Il ne s'agit pas de diagnostic mais d'alerte, qui peut aussi avertir d'une dépression ou d'un début de maladie d'Alzheimer, entre autres.
- Détection avant symptômes -
Certains émettent des réserves quant aux capacités des appareils EEG personnels.
"Je ne pense pas qu'ils soient suffisamment fiables pour découvrir des signes" de ces pathologies, considère Anna Wexler, professeure à l'université de Pennsylvanie, qui étudie notamment les produits de détection grand public, même si elle reconnaît que "l'IA a élargi les possibilités de ces appareils".
Neurable collabore notamment avec l'armée ukrainienne pour évaluer la santé mentale de soldats de retour du front, ainsi que des prisonniers de guerre, et déceler un possible trouble de stress post-traumatique (TSPT).
La jeune entreprise française NAOX a développé, elle, des écouteurs EEG reliés à un petit boîtier, axés sur l'épilepsie.
Mieux que les crises, qui sont en général "très rares", l'appareil reconnaît les pointes, ou "spikes", des décharges électriques brèves et anormales dans le cerveau, "beaucoup plus difficiles à voir" et caractéristiques d'un état épileptique, selon Marc Vaillaud, médecin de formation et responsable de l'innovation chez NAOX.
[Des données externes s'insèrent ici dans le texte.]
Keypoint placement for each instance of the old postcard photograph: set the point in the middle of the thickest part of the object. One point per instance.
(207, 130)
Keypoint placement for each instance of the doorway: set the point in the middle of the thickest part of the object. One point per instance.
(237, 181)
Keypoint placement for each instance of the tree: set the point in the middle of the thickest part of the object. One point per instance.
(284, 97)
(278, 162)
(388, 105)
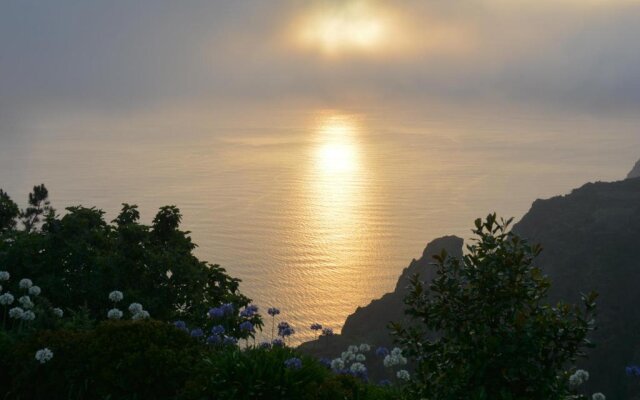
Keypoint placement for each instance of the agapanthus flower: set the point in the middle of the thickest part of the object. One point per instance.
(293, 363)
(228, 340)
(25, 301)
(6, 299)
(28, 316)
(197, 332)
(382, 352)
(403, 374)
(358, 368)
(135, 308)
(216, 312)
(142, 314)
(214, 339)
(633, 370)
(227, 309)
(249, 311)
(337, 364)
(284, 329)
(395, 358)
(116, 296)
(16, 313)
(44, 355)
(578, 378)
(25, 283)
(217, 330)
(114, 313)
(35, 290)
(348, 356)
(246, 326)
(273, 311)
Contrairement au casque de Neurable, les écouteurs NAOX, qui ont reçu le feu vert de l'Agence américaine du médicament (FDA), se portent plutôt la nuit, pour recueillir plusieurs heures de données à chaque fois.
La start-up travaille avec les hôpitaux parisiens Rothschild et Lariboisière pour comprendre les liens entre ces "spikes" et Alzheimer, déjà évoqués dans des publications.
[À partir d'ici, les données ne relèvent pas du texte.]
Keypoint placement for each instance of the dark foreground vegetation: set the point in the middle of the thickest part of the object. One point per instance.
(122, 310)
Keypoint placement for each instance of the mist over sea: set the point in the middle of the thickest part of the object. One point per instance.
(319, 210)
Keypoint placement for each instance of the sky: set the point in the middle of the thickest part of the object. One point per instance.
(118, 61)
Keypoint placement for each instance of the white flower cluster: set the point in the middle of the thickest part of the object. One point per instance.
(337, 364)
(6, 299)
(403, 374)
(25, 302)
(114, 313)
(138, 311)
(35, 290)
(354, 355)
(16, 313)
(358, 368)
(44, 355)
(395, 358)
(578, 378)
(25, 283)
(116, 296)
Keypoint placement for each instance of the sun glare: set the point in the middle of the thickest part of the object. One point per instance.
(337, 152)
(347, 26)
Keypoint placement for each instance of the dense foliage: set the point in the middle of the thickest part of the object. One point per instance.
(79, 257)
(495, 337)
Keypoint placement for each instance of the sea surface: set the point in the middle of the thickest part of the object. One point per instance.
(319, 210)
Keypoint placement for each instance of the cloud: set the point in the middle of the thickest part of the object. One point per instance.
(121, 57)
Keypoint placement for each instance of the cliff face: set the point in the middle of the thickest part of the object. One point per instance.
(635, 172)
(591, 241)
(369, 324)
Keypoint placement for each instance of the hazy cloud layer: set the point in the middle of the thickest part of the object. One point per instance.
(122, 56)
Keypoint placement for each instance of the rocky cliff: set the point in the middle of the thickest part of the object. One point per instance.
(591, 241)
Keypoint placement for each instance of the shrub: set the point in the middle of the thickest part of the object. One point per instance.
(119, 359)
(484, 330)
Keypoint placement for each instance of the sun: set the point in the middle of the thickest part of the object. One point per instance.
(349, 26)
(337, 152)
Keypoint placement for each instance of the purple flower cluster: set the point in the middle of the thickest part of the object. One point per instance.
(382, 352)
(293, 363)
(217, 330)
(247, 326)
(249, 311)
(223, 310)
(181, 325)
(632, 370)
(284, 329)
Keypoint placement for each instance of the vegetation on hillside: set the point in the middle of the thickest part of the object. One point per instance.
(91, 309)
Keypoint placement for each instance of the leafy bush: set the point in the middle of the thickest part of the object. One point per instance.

NAOX suit aussi la qualité du sommeil. Beaucoup de bracelets connectés en circulation jouent déjà sur ce terrain, "mais ce n'est pas le poignet qui dort, c'est le cerveau", fait valoir Marc Vaillaud, ajoutant que leurs données "ne sont qu'indirectes".
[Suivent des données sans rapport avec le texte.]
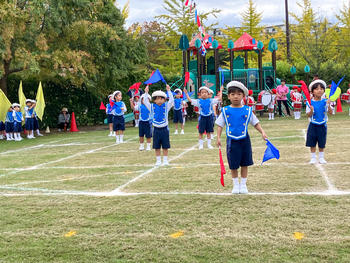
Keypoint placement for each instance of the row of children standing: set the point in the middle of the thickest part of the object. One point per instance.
(12, 128)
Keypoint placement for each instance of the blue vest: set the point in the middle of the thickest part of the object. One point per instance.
(205, 107)
(18, 116)
(320, 112)
(159, 113)
(9, 117)
(237, 120)
(145, 114)
(117, 107)
(177, 104)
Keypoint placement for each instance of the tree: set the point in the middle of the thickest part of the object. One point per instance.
(251, 19)
(82, 42)
(178, 20)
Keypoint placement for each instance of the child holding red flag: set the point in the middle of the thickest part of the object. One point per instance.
(239, 150)
(118, 111)
(317, 113)
(160, 110)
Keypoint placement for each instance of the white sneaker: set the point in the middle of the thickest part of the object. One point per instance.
(235, 189)
(322, 161)
(312, 161)
(243, 189)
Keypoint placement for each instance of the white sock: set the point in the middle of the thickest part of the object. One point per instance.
(209, 142)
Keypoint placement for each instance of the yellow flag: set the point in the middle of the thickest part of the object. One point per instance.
(4, 105)
(40, 102)
(21, 97)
Les progrès de l'IA et de la technologie en général ont ouvert la voie à la miniaturisation des appareils de détection, loin du lourd matériel des cabinets médicaux ou des hôpitaux, à des prix de plus en plus attractifs.
IriHealth s'apprête, elle, à mettre en vente, pour une cinquantaine de dollars, une petite extension pour smartphone, destinée à prendre en photo l'iris de son propriétaire.
Elle s'appuie sur l'iridologie, une technique généralement considérée comme non fiable scientifiquement. Mais les fondateurs d'IriHealth sont convaincus de son efficacité pour percevoir une anomalie dans le côlon, et bientôt les poumons ou le foie.
Tommy Phan, un porte-parole d'IriHealth, évoque un taux de fiabilité de 81% sur des patients déjà diagnostiqués pour un cancer du côlon lors de tests effectués par la compagnie.